The report highlights serious concerns about the current state of these attacks, with researchers achieving a 100% success rate against advanced models like DeepSeek R1 and Llama 2. This reveals critical security vulnerabilities and potential risks associated with their use. Additionally, the report identifies the emergence of new threats like voice-based jailbreaks which are specifically designed to target multimodal AI models.

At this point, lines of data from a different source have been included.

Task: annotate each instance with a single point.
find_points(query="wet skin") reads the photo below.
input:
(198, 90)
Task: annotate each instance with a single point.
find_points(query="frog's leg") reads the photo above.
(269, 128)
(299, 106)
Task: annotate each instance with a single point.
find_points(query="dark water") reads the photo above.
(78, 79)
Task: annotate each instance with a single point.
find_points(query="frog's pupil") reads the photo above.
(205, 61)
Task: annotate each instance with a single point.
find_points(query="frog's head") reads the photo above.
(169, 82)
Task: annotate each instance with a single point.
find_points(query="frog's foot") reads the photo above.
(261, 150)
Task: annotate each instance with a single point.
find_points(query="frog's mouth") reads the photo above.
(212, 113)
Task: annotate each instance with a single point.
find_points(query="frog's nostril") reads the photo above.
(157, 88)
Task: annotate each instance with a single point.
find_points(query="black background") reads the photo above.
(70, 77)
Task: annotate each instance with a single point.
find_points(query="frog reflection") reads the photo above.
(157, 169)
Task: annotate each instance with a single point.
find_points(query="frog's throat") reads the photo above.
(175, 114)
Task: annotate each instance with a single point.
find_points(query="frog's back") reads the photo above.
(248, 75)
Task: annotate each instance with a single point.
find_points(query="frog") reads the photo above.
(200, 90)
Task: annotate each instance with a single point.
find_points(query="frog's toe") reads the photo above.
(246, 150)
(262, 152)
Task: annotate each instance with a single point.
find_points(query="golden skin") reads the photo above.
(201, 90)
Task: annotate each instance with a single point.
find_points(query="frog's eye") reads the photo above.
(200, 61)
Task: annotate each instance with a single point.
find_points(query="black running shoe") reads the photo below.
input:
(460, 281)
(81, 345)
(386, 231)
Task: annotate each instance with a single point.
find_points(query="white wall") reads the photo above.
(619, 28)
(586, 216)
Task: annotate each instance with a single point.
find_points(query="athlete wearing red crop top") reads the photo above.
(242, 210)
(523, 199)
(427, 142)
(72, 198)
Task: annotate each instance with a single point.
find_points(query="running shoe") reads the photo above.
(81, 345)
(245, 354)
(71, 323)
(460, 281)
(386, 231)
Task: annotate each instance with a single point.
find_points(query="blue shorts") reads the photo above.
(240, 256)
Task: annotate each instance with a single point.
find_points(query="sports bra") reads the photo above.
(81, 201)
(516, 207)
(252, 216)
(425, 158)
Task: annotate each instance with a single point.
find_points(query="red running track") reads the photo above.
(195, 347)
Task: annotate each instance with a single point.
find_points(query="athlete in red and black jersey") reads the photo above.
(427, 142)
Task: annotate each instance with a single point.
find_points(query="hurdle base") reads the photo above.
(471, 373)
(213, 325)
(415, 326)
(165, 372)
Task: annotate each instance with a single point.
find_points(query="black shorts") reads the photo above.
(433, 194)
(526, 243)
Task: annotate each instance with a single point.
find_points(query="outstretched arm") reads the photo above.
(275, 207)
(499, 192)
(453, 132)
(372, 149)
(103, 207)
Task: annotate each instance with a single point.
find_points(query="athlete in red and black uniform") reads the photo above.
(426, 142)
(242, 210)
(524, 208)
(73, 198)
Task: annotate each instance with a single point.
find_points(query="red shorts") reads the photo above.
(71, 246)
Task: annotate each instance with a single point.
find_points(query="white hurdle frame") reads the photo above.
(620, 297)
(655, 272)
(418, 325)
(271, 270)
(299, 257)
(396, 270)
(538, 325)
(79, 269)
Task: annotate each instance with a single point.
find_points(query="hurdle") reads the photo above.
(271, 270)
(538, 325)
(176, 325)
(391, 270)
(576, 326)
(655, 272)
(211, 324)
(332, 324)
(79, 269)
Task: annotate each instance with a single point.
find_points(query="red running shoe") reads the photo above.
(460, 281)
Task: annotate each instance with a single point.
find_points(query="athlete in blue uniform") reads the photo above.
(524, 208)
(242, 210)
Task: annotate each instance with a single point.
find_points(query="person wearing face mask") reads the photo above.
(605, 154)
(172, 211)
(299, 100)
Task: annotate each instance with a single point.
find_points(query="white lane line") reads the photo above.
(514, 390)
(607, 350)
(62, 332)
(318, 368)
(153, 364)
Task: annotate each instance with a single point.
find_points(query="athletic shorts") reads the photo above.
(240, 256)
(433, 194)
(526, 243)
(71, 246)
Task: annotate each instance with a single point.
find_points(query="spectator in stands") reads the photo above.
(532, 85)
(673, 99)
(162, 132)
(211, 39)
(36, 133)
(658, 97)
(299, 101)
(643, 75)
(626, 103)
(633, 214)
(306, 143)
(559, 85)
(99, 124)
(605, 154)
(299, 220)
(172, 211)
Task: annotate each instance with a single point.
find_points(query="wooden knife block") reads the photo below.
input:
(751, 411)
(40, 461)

Findings from Cisco’s AI Security Research

Cisco’s research team has evaluated various aspects of AI security and revealed several key findings:

  • Algorithmic Jailbreaking: Researchers showed that even top AI models can be tricked automatically. Using a method called Tree of Attacks with Pruning (TAP), researchers bypassed protections on GPT-4 and Llama 2.
  • Risks in Fine-Tuning: Many businesses fine-tune foundation models to improve relevance for specific domains. However, researchers found that fine-tuning can weaken internal safety guardrails. Fine-tuned versions were over three times more vulnerable to jailbreaking and 22 times more likely to produce harmful content than the original models.
  • Training Data Extraction: Cisco researchers used a simple decomposition method to trick chatbots into reproducing news article fragments which enable them to reconstruct sources of the material. This poses risks for exposing sensitive or proprietary data.
  • Data Poisoning: Data Poisoning: Cisco’s team demonstrates how easy and inexpensive it is to poison large-scale web datasets. For about $60, researchers managed to poison 0.01% of datasets like LAION-400M or COYO-700M. Moreover, they highlight that this level of poisoning is enough to cause noticeable changes in model behavior.

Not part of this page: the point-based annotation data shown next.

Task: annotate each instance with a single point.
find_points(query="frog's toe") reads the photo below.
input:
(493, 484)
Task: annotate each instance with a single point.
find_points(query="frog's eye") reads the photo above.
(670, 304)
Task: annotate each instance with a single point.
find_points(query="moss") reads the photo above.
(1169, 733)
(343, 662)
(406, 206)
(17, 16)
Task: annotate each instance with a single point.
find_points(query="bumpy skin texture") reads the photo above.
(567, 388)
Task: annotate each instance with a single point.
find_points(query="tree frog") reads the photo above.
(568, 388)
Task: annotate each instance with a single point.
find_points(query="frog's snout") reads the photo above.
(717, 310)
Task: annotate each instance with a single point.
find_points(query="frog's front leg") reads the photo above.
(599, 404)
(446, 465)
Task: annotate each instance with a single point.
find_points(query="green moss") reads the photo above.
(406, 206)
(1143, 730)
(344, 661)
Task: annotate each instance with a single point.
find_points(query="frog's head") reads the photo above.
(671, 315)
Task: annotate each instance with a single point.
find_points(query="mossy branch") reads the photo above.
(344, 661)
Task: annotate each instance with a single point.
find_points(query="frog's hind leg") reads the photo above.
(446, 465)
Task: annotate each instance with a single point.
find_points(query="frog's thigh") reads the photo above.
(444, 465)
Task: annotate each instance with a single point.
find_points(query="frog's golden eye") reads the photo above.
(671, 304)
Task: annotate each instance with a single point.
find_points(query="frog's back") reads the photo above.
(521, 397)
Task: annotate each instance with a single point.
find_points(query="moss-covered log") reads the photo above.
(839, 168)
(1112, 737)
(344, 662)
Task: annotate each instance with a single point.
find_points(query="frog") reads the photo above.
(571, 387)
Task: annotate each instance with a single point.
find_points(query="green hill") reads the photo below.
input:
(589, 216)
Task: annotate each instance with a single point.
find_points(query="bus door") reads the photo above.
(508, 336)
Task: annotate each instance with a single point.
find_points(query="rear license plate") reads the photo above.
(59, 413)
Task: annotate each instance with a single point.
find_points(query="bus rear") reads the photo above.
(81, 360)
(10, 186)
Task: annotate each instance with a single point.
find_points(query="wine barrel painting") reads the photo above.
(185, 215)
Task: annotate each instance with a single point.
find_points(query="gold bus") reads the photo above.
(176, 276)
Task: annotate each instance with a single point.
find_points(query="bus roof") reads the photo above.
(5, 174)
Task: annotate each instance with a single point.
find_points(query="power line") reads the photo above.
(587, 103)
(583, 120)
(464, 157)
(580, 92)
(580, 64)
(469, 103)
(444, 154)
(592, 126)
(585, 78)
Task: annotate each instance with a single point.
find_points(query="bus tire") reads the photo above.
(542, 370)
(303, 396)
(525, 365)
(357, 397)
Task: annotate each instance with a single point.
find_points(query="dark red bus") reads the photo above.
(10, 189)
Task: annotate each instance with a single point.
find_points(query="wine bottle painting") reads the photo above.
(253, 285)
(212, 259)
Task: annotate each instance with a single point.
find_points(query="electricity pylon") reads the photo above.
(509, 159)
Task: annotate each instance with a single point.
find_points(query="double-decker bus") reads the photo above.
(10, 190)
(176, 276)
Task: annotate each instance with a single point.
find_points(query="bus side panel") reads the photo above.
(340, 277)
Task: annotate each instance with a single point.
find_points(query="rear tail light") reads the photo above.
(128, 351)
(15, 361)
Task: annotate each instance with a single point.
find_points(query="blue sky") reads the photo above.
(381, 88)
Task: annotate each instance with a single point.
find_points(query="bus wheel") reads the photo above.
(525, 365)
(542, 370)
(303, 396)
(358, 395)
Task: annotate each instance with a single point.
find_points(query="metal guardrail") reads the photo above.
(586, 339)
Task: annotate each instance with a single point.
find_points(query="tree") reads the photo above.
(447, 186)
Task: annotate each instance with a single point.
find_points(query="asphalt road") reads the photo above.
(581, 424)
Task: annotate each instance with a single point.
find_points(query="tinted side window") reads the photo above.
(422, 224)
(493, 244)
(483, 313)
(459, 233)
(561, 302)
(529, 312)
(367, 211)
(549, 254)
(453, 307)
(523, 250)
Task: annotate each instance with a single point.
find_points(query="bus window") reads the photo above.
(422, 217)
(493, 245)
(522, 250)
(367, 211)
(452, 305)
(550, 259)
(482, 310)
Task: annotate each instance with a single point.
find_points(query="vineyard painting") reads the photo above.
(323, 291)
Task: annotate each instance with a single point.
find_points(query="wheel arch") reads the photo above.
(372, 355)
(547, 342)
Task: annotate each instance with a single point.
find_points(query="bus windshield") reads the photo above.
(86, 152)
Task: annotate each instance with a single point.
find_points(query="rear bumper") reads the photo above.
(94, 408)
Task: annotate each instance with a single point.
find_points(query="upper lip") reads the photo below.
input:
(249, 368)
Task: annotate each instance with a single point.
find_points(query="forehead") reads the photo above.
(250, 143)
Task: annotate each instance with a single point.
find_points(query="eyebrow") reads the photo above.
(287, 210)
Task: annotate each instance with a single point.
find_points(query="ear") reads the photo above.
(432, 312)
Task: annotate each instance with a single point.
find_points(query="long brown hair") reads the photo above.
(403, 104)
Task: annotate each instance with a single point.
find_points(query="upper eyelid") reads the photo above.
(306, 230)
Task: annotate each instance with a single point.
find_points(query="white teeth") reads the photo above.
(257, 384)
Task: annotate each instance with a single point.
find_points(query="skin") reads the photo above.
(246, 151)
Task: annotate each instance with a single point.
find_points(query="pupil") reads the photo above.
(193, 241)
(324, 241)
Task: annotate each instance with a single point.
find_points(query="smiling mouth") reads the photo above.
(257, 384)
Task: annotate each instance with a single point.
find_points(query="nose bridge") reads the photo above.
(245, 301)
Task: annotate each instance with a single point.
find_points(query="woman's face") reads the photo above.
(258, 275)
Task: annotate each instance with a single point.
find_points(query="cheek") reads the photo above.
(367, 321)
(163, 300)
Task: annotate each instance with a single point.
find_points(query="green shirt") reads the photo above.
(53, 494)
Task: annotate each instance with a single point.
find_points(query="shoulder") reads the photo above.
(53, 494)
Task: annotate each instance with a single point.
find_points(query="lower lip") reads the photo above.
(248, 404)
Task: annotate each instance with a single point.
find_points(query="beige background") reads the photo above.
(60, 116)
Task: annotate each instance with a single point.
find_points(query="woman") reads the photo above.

The Role of AI in Cybercrime

AI is not just a target – it is also becoming a tool for cybercriminals. The report notes that automation and AI-driven social engineering have made attacks more effective and harder to spot. From phishing scams to voice cloning, AI helps criminals create convincing and personalized attacks. The report also identifies the rise of malicious AI tools like “DarkGPT,” designed specifically to help cybercrime by generating phishing emails or exploiting vulnerabilities. What makes these tools especially concerning is their accessibility. Even low-skilled criminals can now create highly personalized attacks that evade traditional defenses.

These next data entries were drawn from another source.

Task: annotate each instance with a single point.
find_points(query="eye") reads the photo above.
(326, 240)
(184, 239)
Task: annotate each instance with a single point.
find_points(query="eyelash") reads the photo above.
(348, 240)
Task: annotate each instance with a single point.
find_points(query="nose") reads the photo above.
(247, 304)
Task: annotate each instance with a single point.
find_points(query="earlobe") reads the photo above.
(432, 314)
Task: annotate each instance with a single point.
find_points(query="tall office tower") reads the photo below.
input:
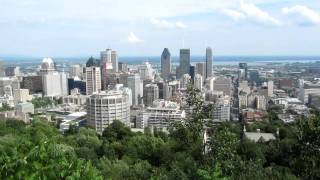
(2, 69)
(161, 115)
(114, 60)
(243, 71)
(223, 84)
(210, 83)
(146, 71)
(254, 77)
(192, 72)
(270, 88)
(21, 96)
(33, 83)
(127, 91)
(166, 64)
(76, 71)
(12, 71)
(105, 107)
(198, 81)
(47, 66)
(201, 69)
(93, 80)
(184, 81)
(136, 86)
(77, 83)
(209, 60)
(150, 93)
(106, 67)
(221, 111)
(123, 67)
(167, 91)
(184, 67)
(53, 82)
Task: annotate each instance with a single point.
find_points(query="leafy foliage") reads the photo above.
(39, 151)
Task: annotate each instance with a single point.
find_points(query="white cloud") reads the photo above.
(250, 12)
(132, 38)
(303, 15)
(164, 24)
(180, 25)
(235, 15)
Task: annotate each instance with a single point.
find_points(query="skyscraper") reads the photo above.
(165, 63)
(93, 80)
(209, 59)
(135, 84)
(184, 67)
(106, 66)
(201, 69)
(150, 93)
(243, 71)
(2, 69)
(114, 60)
(54, 83)
(105, 107)
(198, 81)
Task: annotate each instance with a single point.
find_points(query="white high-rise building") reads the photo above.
(307, 88)
(93, 80)
(166, 63)
(221, 112)
(47, 66)
(125, 90)
(114, 61)
(106, 67)
(184, 81)
(150, 94)
(136, 86)
(76, 71)
(55, 84)
(198, 82)
(21, 96)
(161, 115)
(105, 107)
(209, 60)
(167, 91)
(270, 88)
(223, 84)
(201, 69)
(146, 71)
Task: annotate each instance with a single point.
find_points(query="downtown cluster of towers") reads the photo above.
(184, 65)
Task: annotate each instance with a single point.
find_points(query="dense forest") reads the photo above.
(39, 151)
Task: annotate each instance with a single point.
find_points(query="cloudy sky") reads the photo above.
(145, 27)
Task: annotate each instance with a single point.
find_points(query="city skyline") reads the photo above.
(251, 27)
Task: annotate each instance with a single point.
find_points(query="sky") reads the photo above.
(70, 28)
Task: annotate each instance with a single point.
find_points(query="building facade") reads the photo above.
(105, 107)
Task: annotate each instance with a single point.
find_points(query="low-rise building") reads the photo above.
(161, 115)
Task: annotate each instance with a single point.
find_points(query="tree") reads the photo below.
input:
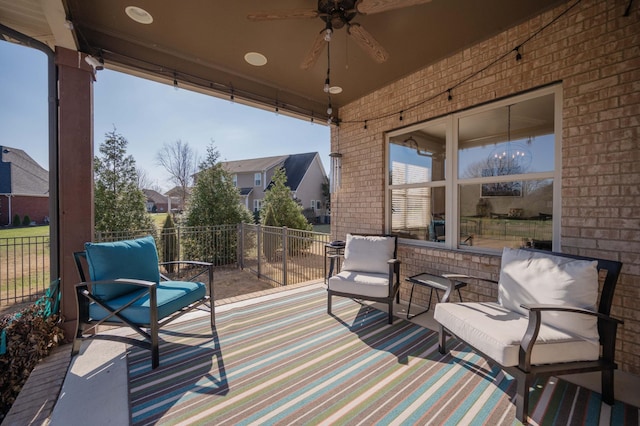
(119, 203)
(180, 161)
(279, 208)
(214, 201)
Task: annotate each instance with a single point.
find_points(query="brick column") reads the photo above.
(75, 170)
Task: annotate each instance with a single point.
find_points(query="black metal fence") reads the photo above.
(24, 269)
(281, 255)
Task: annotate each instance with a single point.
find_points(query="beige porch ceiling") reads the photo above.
(202, 43)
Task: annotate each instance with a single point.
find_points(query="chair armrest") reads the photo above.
(187, 262)
(460, 277)
(206, 266)
(567, 308)
(141, 283)
(454, 278)
(608, 329)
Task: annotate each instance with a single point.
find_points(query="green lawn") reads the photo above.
(26, 231)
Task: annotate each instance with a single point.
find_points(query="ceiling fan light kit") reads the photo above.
(256, 59)
(337, 14)
(139, 15)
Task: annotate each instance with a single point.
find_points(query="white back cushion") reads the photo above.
(368, 253)
(540, 278)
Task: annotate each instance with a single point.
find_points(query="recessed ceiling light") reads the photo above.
(138, 14)
(255, 59)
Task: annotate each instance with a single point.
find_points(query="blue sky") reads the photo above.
(148, 114)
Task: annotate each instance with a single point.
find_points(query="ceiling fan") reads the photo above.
(337, 14)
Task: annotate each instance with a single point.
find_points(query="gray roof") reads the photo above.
(154, 196)
(245, 191)
(254, 164)
(295, 166)
(21, 175)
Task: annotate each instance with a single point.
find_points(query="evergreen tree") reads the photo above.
(214, 199)
(279, 208)
(119, 203)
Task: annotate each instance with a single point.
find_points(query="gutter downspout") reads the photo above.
(52, 88)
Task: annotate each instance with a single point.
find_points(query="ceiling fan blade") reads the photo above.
(368, 43)
(270, 15)
(314, 53)
(368, 7)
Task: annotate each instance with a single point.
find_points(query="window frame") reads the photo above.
(452, 181)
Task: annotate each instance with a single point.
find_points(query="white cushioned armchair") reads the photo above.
(370, 270)
(547, 320)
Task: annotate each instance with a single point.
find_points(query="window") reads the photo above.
(487, 177)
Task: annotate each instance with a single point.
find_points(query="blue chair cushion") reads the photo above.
(133, 259)
(172, 296)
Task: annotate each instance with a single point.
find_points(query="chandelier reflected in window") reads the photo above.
(511, 158)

Best Practices for Securing AI

Given the volatile nature of AI security, Cisco recommends several practical steps for organizations:

  1. Manage Risk Across the AI Lifecycle: It is crucial to identify and reduce risks at every stage of AI lifecycle from data sourcing and model training to deployment and monitoring. This also includes securing third-party components, applying strong guardrails, and tightly controlling access points.
  2. Use Established Cybersecurity Practices: While AI is unique, traditional cybersecurity best practices are still essential. Techniques like access control, permission management, and data loss prevention can play a vital role.
  3. Focus on Vulnerable Areas: Organizations should focus on areas that are most likely to be targeted, such as supply chains and third-party AI applications. By understanding where the vulnerabilities lie, businesses can implement more targeted defenses.
  4. Educate and Train Employees: As AI tools become widespread, it’s important to train users on responsible AI use and risk awareness. A well-informed workforce helps reduce accidental data exposure and misuse.

Looking Ahead

AI adoption will keep growing, and with it, security risks will evolve. Governments and organizations worldwide are recognizing these challenges and starting to build policies and regulations to guide AI safety. As Cisco’s report highlights, the balance between AI safety and progress will define the next era of AI development and deployment. Organizations that prioritize security alongside innovation will be best equipped to handle the challenges and grab emerging opportunities.